Our horse was PTS by injection and then taken away by our local hunt. I think they have their own incinerator.


----------



## Boxers (12 June 2013)

Swirlymurphy said:



			I believe that the horse has to be shot if it's going to the hounds.  Our hunt go to the horse and then move the body back to the kennels.

Good luck if this is something you are facing at the moment.
		
Click to expand...

Unfortunately it is 


Thanks for replies everyone.


----------



## ExmoorHunter (12 June 2013)

It will depend on the hunt as some no longer operate a collection service and then the horse will need to be taken to them to be pts.  I am not certain that all hunts will feed to hounds anyway and may incinerate.  We are lucky to have a number of local hunts who offer this service but in some areas there may not be those options.  Personally I prefer a bullet to an injection as I have friends who have had very bad experiences.  Best to give local hunt(s) a call to find out and also National Fallen Stock Service who are very helpful.


----------



## ExmoorHunter (12 June 2013)

Also meant to say that our local hunt with still collect and dispose if pts by injection by vet.


----------



## dunkley (12 June 2013)

Our local hunt will shoot at home, and remove. (I have to say, very, very, sensitively and kindly, both to horse and owners - sadly, I have used them three times in twelve months  ).  They will also remove an injected animal, but because they will have the same work, and no benefit, it costs a little more.  I think it does very much depend on the policies of your local pack.  (((HUGS)))


----------



## ExmoorHunter (12 June 2013)

It's such a horrible situation to be in and I really feel for you.  IME hunts are very sympathetic, compassionate and efficient but some younger vets have less experience and can make the situation more stressful.


----------



## Boxers (12 June 2013)

ExmoorHunter said:



			It's such a horrible situation to be in and I really feel for you.  IME hunts are very sympathetic, compassionate and efficient but some younger vets have less experience and can make the situation more stressful.
		
Click to expand...

Well we do follow a local hunt (daughter goes out with them) so feel that as the PTS situation isn't urgent, we may go that route, so that at least he can be 'useful' even in death.  
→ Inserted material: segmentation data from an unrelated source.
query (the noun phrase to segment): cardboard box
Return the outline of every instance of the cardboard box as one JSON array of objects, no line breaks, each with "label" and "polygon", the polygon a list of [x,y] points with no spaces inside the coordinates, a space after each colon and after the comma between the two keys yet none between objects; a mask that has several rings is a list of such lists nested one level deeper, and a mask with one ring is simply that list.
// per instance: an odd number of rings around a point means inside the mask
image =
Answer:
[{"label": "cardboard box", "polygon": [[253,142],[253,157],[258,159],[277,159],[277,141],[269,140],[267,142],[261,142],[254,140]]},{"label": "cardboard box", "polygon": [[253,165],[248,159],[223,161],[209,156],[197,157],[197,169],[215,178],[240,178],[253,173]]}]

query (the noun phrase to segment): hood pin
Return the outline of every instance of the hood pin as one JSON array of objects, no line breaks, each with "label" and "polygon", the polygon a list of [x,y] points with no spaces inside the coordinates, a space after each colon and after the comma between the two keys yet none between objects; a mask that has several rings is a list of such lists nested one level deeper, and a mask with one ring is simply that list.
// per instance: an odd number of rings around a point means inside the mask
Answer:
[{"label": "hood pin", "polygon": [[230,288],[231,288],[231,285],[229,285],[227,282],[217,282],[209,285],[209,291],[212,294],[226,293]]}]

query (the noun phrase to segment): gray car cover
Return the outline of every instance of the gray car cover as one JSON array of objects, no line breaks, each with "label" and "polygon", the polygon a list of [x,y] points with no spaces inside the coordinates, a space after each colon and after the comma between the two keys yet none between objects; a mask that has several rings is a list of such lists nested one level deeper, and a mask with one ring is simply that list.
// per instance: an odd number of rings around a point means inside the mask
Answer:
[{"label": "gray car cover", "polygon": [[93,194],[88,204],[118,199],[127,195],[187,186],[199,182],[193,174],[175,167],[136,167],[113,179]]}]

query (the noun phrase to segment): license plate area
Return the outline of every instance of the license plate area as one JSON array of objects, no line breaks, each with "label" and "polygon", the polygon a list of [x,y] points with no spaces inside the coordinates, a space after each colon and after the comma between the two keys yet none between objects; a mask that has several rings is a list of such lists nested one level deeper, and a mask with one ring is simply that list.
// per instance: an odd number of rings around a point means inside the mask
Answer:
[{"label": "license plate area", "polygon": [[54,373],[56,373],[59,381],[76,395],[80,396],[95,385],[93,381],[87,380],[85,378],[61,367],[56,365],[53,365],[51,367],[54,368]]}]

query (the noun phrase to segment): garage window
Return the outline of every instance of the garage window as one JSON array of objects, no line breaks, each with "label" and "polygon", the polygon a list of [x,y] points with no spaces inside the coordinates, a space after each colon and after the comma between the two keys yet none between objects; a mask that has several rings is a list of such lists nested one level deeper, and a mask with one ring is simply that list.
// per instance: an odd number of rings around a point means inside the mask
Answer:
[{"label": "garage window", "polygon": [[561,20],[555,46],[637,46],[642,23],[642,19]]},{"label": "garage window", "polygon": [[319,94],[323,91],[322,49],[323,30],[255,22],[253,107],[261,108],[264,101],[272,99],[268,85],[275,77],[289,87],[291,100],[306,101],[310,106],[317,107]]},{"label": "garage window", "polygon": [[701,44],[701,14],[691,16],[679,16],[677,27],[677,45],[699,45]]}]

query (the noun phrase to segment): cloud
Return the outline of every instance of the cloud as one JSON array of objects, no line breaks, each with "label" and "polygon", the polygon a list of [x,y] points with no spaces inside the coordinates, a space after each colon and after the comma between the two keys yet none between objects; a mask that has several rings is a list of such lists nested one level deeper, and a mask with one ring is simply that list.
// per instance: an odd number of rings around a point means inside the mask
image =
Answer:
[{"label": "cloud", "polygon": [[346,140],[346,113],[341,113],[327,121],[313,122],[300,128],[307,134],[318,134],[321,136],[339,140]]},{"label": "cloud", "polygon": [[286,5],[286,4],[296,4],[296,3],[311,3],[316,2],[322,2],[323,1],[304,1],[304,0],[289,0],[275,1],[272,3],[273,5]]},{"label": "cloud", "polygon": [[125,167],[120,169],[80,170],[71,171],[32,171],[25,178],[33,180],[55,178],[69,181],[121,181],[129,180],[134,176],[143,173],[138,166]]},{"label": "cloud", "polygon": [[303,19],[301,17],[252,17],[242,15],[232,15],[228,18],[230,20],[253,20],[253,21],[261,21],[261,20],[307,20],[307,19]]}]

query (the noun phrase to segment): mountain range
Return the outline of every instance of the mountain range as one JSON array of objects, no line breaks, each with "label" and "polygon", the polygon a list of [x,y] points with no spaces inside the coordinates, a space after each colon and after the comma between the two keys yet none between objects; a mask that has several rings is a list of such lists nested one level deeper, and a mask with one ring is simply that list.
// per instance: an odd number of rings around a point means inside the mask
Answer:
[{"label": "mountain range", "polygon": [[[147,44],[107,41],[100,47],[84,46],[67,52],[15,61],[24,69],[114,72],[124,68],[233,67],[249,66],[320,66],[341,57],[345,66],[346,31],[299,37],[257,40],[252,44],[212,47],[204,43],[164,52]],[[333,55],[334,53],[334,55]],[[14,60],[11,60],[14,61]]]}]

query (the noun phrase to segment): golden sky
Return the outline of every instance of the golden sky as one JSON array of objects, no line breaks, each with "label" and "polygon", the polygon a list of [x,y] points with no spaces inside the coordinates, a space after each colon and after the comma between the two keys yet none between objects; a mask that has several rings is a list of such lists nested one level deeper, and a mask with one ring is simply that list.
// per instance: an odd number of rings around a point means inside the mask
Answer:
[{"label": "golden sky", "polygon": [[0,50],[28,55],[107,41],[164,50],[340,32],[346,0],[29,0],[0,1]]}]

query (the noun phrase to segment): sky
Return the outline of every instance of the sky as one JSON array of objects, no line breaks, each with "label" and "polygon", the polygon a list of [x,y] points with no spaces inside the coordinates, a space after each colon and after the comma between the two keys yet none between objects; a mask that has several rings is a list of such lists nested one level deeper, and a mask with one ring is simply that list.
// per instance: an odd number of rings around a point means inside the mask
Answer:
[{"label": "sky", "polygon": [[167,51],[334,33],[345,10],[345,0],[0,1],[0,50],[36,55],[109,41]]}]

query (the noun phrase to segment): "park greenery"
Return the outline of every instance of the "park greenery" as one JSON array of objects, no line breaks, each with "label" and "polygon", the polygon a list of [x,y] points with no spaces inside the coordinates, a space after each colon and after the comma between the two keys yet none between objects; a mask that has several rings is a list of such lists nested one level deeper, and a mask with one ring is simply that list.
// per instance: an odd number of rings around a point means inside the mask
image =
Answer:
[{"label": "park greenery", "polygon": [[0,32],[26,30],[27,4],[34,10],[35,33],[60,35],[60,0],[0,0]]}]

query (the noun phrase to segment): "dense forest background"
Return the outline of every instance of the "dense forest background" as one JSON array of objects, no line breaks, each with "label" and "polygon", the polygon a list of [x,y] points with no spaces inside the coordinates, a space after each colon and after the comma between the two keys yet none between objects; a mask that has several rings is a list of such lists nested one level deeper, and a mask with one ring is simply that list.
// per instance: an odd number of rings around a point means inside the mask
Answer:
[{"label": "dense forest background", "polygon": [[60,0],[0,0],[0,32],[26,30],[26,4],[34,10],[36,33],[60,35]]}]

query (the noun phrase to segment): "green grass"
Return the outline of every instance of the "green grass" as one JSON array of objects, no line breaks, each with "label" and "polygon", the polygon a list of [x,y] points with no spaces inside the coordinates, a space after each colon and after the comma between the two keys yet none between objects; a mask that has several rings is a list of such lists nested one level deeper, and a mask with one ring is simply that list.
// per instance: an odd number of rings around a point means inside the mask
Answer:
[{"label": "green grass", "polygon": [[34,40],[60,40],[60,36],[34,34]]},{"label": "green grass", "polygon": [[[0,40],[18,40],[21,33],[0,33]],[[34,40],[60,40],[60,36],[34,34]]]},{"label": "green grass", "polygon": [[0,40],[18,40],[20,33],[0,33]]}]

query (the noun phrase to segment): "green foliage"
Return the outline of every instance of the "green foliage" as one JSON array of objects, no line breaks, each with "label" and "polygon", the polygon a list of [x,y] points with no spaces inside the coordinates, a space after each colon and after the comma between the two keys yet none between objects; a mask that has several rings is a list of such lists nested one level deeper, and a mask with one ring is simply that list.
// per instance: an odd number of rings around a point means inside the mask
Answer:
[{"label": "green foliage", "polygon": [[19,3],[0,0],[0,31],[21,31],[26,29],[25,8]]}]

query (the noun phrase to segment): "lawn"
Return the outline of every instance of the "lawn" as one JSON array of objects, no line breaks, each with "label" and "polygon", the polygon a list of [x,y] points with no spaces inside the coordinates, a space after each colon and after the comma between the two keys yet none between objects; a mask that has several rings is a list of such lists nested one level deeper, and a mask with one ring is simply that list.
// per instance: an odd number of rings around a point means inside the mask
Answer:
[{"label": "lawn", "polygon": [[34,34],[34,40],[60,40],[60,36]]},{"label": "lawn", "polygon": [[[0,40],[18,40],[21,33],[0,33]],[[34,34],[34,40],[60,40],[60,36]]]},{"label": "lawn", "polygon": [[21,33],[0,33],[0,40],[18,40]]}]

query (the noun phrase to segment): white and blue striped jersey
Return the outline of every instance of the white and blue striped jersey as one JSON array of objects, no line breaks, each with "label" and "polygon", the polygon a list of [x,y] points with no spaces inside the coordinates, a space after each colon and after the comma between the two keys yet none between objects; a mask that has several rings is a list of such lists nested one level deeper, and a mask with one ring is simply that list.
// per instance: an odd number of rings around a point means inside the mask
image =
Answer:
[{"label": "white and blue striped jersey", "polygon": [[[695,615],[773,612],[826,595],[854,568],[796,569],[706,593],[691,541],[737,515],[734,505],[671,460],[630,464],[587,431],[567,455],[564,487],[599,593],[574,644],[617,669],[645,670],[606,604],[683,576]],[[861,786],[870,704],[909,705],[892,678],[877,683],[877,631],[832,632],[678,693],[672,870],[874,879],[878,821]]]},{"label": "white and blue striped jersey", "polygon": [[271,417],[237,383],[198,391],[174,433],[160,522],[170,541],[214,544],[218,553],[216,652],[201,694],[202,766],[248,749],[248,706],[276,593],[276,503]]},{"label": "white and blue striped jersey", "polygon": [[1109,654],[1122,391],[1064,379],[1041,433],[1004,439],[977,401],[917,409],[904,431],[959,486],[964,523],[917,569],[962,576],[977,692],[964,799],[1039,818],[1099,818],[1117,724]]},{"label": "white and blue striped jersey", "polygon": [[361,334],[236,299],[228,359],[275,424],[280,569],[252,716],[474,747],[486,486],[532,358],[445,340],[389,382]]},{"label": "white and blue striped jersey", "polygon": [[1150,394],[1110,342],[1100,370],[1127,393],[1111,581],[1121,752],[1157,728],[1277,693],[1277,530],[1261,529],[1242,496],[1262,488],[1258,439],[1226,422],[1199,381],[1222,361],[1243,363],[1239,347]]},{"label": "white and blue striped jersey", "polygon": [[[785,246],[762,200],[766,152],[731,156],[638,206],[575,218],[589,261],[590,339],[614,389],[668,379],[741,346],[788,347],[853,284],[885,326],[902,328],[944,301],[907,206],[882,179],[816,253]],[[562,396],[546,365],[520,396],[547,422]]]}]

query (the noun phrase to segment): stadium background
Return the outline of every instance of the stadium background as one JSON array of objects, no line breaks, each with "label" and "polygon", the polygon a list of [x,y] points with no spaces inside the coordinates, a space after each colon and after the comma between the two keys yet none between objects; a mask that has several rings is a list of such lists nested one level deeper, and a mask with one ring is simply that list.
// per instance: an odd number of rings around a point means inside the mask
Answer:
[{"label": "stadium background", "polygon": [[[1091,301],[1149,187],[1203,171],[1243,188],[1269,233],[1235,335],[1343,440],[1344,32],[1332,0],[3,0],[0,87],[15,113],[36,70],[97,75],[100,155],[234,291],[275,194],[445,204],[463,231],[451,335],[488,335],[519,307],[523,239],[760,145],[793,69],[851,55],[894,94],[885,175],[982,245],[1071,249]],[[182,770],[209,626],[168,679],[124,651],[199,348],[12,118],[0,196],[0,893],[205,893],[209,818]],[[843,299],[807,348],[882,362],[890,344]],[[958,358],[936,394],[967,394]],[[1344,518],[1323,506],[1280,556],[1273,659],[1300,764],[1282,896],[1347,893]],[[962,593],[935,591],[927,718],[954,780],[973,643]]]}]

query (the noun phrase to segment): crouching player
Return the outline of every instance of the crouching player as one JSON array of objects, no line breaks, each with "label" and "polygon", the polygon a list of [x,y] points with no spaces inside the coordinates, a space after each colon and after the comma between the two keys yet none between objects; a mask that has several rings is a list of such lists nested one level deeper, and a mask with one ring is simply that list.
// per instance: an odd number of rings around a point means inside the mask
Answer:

Can't believe I am posting this, I never thought I would be in this situation, and the final decision has not been made yet, but just wanted to see the lie of the land.


----------



## maggiesmum (14 June 2013)

Having had horses injected by a vet and shot by the hunt I have to say if you can deal with it (and not everyone can) then it's far quicker for them to be shot, it was much less stressful and over in an instant, and no huge bill dropped on the doormat a week later to kick off the grief again. (((Hugs)))


----------



## Luci07 (17 June 2013)

Broadly speaking a horse feeling well will fight an injection whereas an elderly or really sick animal won't. 

Horrible to be facing this but much much better to be prepared rather than have to do it all in a massive rush when you are already stressed and upset. Probably worth a call to your local hunt to see what they would do, and yes, while expected and justified, it does seem awful to have a large bill when there is no happy outcome.


----------



## elijahasgal (17 June 2013)

I would always get them shot, as it is quicker, but it is distressing, as nerves in the body fire of after causing quite a lot of movement.
Our hunt did that, and incinerated the body, even though she had no drugs or medication in her.
The man that came out was brillinat, made a fuss of her, asked why (she looked in fantastic health, but had a deteriorating back injury) then distracted me, to shoot her. It was quick, she was dead before she hit the floor.
I have heard of cases that even ill horses have fought the injection for several mins.
My advice, get an experienced knackerman, he will do the job quickly and calmly with no fuss, and the horse probably wouldnt know it was coming. If you are worried, get a mild sedative for them first.


----------



## RunToEarth (17 June 2013)

Boxers said:



			Well we do follow a local hunt (daughter goes out with them) so feel that as the PTS situation isn't urgent, we may go that route, so that at least he can be 'useful' even in death.  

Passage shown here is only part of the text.